For: The Institute of Contemporary And Emerging Worship Studies, St. Stephen’s University, Essentials Red Online Worship History Course with Dan Wilt.
What is the role of a worship leader? It seems like my answer to that question has varied over the years, depending on what season you found me in. This quote from Dan Wilt in “Essentials In Worship History” struck me as I read it:
“Worship leaders today must stand up again and again before the people, and routinely retell the same messages – forgiveness is possible, grace is irresistible, resurrection of the faithful is inevitable and new creation is just around the bend.”
One of our roles is to be story-tellers. Given our forgetful nature as humans and broken image bearers, we approach and re-approach the story of God in all of its dimensions and call people to look afresh on it. Often this will seem redundant, but wasn’t it Luther who said he re-tells the gospel week in week out because the people would forget and live as if it weren’t true? Therefore, we must acknowledge our role of re-storying those who come every week (or for the first time). We want to remind them who God is, who they are in Him, and why they’re still here. We repeat it, but perhaps in a slightly different light each time in order to allow others to come to a greater understanding of the attributes and acts of God.
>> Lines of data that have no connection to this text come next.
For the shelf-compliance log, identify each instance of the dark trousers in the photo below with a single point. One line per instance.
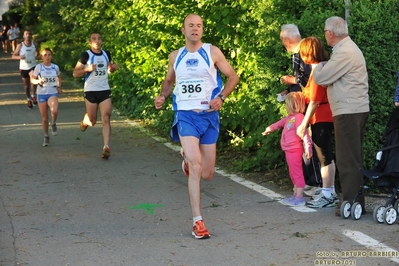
(349, 135)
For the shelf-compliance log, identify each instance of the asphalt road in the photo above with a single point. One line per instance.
(64, 205)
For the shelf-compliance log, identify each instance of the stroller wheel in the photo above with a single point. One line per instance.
(345, 209)
(356, 211)
(396, 205)
(390, 216)
(378, 214)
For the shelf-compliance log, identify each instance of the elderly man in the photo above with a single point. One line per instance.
(345, 74)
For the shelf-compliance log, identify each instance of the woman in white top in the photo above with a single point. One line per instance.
(47, 76)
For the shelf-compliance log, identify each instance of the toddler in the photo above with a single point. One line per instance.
(293, 145)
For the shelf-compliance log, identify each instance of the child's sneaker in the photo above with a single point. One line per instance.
(30, 105)
(83, 127)
(321, 202)
(200, 231)
(46, 141)
(106, 153)
(34, 101)
(54, 129)
(296, 202)
(287, 200)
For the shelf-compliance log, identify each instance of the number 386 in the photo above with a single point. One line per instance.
(191, 88)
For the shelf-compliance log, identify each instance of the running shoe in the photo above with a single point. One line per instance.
(322, 201)
(54, 128)
(106, 153)
(30, 105)
(34, 100)
(200, 231)
(184, 165)
(46, 141)
(83, 127)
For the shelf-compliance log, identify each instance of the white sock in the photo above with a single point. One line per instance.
(326, 192)
(196, 219)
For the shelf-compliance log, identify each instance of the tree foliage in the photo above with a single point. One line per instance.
(141, 34)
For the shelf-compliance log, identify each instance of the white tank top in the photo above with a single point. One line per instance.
(50, 74)
(197, 79)
(30, 56)
(97, 80)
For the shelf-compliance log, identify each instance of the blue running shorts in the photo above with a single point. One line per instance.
(43, 98)
(202, 125)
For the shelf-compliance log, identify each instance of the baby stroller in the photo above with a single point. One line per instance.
(385, 173)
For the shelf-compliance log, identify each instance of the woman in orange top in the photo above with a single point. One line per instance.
(319, 116)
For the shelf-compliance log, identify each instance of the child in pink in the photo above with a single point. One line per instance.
(293, 145)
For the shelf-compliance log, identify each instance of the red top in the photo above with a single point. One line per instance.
(318, 93)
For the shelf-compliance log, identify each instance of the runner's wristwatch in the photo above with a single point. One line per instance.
(222, 97)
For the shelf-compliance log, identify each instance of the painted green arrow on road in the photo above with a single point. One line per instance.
(148, 207)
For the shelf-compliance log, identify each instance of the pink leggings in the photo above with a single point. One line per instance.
(294, 161)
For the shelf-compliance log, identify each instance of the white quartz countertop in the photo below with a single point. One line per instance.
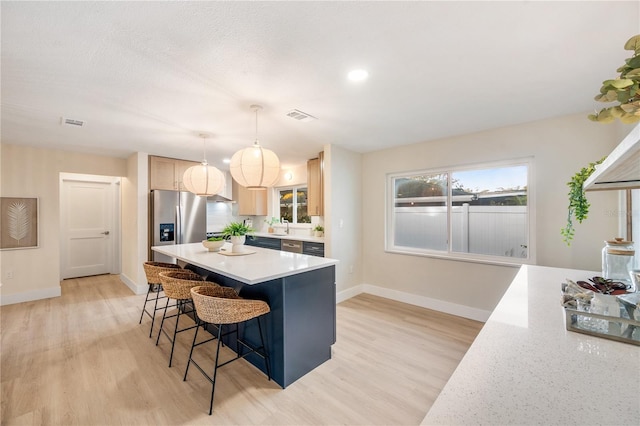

Won’t it get old? Don’t people want the “new thing”? If God’s attributes are infinite, just as his mercies are new every morning, then we should have no problems finding new songs to sing or old songs with newly found fire. We have been, are being, and will be greatly saved, so greatly shall we praise him. Let that praise be spoken with our words, songs, and prayers. We will find that the stories re-told fuel our songs as well as our lives over and over.